Enfim, o verão terminou. Anne dava aulas, escrevia cartas e estudava um pouco, suas caminhadas entre a escola e a casa de Janet eram muito agradáveis. Sempre ia pelo atalho do pântano, que era um lugar adorável: um terreno alagadiço e enverdecido pelo musgo, com um barulhento riacho que corria sinuoso, rodeado por eretos abetos vermelhos cujos galhos formavam uma trilha de pequenos morros cinza-esverdeados e raízes que eram encobertas por todo tipo de beleza natural.

Mesmo assim, Anne considerava a vida em Valley Road um pouco monótona. Não tanto, pois, na verdade, houve um incidente divertido.

Durante o tempo que ficou na casa de Janet, Anne não voltara a ver o magro e loiro Samuel Toliver, o empregado do vizinho que lhe ofereceu as balas de hortelã para o catarro desde a tarde de sua visita, com exceção de um ou outro encontro fortuito na estrada. Porém, numa quente noite de agosto, o rapaz apareceu e sentou-se solenemente no banco rústico da varanda, ele usava suas roupas de trabalho: uma calça cheia de remendos, uma camisa de jeans azul com buracos nos cotovelos e um esfarrapado chapéu de palha. Mascava uma palha, enquanto olhava para Anne com ar solene. Com um suspiro, ela deixou o livro de lado e tomou o guardanapo que estava bordando. Conversar com Sam estava realmente fora de questão.

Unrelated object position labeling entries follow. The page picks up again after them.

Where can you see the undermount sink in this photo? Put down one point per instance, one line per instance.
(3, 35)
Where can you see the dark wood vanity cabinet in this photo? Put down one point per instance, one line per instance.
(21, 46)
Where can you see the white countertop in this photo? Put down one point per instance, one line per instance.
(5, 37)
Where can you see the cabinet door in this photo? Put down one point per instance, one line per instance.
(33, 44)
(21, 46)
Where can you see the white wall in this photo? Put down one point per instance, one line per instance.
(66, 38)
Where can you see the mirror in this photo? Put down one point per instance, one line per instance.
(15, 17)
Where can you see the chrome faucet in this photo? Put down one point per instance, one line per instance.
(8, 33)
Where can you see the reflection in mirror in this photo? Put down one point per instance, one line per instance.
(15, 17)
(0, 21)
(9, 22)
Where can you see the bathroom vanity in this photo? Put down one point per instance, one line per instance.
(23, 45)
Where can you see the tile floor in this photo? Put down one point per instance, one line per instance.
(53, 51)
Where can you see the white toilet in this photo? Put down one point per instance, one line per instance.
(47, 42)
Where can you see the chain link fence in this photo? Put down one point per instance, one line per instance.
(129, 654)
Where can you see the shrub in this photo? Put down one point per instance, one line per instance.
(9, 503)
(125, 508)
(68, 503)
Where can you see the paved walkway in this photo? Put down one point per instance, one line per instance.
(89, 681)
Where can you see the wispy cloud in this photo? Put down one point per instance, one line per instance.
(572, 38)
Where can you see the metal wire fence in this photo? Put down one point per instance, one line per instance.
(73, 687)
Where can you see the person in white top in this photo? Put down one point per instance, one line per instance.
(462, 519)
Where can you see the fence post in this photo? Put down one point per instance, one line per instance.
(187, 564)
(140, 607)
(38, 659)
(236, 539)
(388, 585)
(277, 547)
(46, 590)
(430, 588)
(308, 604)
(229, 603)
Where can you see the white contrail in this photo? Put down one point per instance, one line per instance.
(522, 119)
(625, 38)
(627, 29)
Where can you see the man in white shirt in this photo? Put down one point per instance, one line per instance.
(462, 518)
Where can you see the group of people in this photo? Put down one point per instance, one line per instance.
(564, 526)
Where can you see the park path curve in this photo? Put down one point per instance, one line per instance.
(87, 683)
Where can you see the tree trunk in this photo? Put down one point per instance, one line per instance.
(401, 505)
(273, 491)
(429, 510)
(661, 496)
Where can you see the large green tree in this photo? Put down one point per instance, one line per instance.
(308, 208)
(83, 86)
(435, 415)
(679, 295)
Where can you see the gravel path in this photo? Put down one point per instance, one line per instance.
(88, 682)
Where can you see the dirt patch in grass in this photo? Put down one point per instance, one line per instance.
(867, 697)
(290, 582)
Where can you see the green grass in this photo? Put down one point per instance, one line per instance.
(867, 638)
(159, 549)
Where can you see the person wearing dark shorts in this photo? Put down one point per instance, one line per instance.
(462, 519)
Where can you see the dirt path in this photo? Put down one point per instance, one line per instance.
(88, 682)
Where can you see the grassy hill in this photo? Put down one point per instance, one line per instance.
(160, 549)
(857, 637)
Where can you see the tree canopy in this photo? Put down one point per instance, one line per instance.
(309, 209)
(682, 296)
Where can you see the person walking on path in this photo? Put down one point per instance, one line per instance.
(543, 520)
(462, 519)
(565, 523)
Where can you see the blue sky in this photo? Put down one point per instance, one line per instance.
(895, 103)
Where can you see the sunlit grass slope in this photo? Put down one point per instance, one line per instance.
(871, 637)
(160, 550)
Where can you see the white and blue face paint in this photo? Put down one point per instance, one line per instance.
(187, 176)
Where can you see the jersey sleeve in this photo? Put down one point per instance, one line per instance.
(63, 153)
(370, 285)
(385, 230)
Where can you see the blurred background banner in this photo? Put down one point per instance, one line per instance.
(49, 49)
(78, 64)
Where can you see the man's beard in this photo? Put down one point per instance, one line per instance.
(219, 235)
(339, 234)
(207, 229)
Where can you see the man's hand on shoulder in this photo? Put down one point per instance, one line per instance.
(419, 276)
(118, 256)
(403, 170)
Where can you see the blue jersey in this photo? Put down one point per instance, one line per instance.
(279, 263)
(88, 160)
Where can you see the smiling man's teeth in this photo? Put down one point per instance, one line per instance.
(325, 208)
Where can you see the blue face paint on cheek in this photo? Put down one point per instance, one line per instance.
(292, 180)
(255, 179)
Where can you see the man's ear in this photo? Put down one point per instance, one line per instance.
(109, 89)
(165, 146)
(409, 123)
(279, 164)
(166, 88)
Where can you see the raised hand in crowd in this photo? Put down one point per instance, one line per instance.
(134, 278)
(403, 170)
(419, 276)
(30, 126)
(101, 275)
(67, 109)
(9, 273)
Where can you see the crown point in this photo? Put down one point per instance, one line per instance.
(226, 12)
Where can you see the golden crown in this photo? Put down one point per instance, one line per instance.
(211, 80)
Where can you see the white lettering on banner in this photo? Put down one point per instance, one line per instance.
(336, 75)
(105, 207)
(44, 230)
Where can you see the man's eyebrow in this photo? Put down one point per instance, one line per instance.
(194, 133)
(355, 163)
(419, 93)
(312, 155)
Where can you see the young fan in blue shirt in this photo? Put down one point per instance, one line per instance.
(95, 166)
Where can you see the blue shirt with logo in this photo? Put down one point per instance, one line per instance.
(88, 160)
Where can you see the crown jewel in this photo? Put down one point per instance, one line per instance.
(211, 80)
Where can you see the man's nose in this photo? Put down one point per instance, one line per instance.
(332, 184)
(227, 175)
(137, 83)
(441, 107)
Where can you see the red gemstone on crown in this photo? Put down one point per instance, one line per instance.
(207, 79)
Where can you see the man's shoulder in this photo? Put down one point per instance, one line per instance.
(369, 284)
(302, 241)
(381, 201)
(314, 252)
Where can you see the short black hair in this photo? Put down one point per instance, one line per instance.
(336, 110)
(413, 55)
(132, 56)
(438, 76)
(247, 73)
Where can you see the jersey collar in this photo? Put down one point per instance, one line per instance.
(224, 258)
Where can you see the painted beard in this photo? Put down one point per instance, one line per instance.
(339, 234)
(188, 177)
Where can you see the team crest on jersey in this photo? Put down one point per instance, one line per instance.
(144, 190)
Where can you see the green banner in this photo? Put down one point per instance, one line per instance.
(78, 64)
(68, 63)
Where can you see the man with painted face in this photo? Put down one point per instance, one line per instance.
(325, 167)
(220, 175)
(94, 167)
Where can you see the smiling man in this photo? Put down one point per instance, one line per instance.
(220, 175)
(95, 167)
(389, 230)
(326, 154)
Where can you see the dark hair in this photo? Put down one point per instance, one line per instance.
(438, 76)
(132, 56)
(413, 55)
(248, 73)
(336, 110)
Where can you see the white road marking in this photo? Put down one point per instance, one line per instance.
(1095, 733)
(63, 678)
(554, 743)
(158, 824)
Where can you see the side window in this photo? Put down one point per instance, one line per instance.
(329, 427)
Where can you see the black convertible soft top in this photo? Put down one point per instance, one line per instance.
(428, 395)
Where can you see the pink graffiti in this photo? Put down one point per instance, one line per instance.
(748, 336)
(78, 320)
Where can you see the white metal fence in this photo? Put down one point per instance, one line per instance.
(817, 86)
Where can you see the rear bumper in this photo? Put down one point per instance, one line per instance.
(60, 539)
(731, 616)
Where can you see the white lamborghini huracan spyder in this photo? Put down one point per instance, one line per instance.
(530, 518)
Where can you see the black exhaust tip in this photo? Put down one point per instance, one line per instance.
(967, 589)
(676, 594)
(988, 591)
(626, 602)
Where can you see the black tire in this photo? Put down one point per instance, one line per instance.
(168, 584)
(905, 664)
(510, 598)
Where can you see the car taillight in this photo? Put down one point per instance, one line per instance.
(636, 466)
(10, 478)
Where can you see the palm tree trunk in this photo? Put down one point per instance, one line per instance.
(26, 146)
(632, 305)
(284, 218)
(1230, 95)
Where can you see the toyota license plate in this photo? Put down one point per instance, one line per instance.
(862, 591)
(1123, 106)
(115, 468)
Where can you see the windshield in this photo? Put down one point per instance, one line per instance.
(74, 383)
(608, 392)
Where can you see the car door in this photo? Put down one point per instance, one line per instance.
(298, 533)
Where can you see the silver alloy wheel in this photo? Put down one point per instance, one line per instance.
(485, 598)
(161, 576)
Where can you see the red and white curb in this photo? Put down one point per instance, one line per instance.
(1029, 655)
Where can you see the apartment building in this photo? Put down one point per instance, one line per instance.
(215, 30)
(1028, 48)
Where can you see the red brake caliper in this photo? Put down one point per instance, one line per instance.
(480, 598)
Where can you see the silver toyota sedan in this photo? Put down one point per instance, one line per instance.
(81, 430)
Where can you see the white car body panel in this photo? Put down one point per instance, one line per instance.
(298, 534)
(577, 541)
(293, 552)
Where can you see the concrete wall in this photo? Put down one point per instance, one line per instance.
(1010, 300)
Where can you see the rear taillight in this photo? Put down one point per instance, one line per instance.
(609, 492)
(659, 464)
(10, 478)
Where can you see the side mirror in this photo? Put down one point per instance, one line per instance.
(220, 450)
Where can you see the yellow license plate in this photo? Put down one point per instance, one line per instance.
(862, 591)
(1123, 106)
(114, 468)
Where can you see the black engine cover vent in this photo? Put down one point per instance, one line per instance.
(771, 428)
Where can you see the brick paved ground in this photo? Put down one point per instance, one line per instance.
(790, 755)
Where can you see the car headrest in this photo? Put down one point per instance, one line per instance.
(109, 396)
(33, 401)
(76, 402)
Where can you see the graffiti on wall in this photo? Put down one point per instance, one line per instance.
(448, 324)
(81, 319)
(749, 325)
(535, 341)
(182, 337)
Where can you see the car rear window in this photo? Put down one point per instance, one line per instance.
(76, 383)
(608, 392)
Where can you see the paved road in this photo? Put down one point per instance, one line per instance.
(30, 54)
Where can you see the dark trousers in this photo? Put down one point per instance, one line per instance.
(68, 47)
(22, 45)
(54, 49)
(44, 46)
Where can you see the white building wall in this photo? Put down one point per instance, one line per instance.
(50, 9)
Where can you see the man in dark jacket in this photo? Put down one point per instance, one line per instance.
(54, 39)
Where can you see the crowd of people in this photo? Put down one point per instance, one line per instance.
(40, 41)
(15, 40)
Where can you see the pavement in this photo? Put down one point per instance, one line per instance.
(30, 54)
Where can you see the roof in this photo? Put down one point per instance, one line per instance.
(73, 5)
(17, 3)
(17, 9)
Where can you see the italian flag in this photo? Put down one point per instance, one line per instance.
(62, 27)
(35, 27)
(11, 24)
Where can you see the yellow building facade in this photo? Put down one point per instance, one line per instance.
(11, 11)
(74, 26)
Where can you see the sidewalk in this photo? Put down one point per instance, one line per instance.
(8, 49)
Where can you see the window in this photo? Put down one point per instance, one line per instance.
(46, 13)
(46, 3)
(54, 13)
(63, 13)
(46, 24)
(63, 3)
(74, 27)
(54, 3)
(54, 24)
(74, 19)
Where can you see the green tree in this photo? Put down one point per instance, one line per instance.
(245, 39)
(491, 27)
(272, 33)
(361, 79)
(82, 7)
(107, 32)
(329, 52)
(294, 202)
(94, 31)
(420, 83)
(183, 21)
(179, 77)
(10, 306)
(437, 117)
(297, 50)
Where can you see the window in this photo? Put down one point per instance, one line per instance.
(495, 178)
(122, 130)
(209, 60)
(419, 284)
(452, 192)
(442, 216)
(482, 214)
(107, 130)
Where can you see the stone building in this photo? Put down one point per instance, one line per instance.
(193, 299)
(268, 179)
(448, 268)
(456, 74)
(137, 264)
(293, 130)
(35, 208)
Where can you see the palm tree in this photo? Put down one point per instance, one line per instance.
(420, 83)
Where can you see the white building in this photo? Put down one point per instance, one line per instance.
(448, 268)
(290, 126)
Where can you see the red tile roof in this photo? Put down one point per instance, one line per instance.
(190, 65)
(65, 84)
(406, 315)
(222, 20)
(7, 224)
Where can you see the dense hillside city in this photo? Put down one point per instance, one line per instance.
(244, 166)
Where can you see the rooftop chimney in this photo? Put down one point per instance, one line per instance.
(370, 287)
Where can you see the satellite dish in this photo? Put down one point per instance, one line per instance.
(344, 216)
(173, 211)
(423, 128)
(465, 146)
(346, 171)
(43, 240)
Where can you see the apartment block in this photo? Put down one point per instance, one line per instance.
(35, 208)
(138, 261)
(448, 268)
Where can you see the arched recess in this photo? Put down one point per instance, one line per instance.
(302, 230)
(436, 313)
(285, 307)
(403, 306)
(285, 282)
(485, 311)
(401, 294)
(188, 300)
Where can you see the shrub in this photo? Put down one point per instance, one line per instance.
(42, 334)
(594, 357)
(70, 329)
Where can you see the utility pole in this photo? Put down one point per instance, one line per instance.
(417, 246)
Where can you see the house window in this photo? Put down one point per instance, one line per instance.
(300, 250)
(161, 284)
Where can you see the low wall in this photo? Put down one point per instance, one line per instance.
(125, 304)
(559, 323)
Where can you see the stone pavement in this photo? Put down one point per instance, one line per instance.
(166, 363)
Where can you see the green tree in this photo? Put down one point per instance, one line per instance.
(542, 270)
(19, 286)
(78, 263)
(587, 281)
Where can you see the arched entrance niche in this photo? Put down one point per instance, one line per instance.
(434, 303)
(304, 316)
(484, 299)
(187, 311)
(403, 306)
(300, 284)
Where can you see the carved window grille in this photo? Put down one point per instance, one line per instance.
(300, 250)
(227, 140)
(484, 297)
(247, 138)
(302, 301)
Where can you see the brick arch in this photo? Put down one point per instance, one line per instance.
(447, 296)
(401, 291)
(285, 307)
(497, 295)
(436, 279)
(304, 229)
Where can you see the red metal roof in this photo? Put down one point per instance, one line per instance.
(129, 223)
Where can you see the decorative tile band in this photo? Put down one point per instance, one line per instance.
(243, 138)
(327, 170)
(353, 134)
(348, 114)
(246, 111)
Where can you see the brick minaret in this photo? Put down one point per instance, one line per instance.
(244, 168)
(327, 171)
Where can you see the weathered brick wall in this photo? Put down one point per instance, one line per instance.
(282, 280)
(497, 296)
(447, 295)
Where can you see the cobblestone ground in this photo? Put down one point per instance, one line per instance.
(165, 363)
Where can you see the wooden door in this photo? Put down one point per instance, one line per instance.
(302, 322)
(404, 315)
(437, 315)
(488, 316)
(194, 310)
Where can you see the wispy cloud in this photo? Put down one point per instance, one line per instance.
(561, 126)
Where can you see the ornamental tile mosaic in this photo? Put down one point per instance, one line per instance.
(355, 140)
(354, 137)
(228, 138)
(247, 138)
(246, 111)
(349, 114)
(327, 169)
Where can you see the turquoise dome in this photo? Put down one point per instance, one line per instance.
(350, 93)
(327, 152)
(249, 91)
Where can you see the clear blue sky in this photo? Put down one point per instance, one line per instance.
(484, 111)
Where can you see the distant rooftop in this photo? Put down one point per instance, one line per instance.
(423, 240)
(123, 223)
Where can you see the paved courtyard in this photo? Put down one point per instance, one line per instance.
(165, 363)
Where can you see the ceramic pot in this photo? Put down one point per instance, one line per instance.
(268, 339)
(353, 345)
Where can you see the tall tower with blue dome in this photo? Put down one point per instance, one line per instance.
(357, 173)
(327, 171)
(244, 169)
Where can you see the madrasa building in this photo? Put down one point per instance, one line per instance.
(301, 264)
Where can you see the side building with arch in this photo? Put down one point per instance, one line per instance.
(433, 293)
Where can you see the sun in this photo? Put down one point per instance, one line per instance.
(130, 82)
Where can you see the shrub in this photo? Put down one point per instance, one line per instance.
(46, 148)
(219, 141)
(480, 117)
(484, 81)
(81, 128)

Após um longo silêncio, o rapaz de repente falou:

- "Tô" saindo dali - disse, de forma abrupta, apontando a palha na direção da casa vizinha.

- Ah, é mesmo? - perguntou Anne, com educação.

- É.

- E para onde vai?

- Olha, eu "tava" pensando em "procurá" um lugar "pra mim morá". Tem uma casa que podia "servi pra" mim, lá "pros" lado de Millersville, "mais", se eu "alugá", vô querê uma "muié".

- Suponho que sim - concordou Anne, vagamente.

- Pois é.

Houve outro longo silêncio. Finalmente, Sam voltou a tirar a palha da boca e perguntou:

- A "sinhorinha" iria "pra lá mais eu"?

- O-o-o quê?! - ela gaguejou.

- É isso "mermo"... a "sinhorinha" ficaria comigo lá?

- Você quer dizer... me casar com você? - questionou a pobre Anne, debilmente.

- É.

- Ora, eu nem o conheço! - gritou, indignada.

- "Mais num tem pobrema". A gente vai se "conhecê" depois de "casá".

Anne reuniu toda a sua pobre dignidade.

- Eu nunca iria me casar com você - respondeu, arrogantemente.

- Arre! A "sinhorinha" podia "tá pió" - protestou Sam. - Eu "sô trabaiadô" e tenho "uns dinhêro" no banco.

- Não fale nunca mais sobre isso comigo! Quem pôs essa ideia na sua cabeça? - indagou Anne, cujo senso de humor estava começando a sobressair sobre sua ira, de tão absurda que era a situação.

- A "sinhorinha" é uma moça "linda por demais" e tem um jeitinho muito espero de sê - elogiou Sam. - Eu "num" quero "muié" preguiçosa. "Pó pensá" no assunto. "Eu é qui num vô mudá" de ideia. Bom, tenho que "i" embora. "Tá" na hora de "ordenhá as vaca".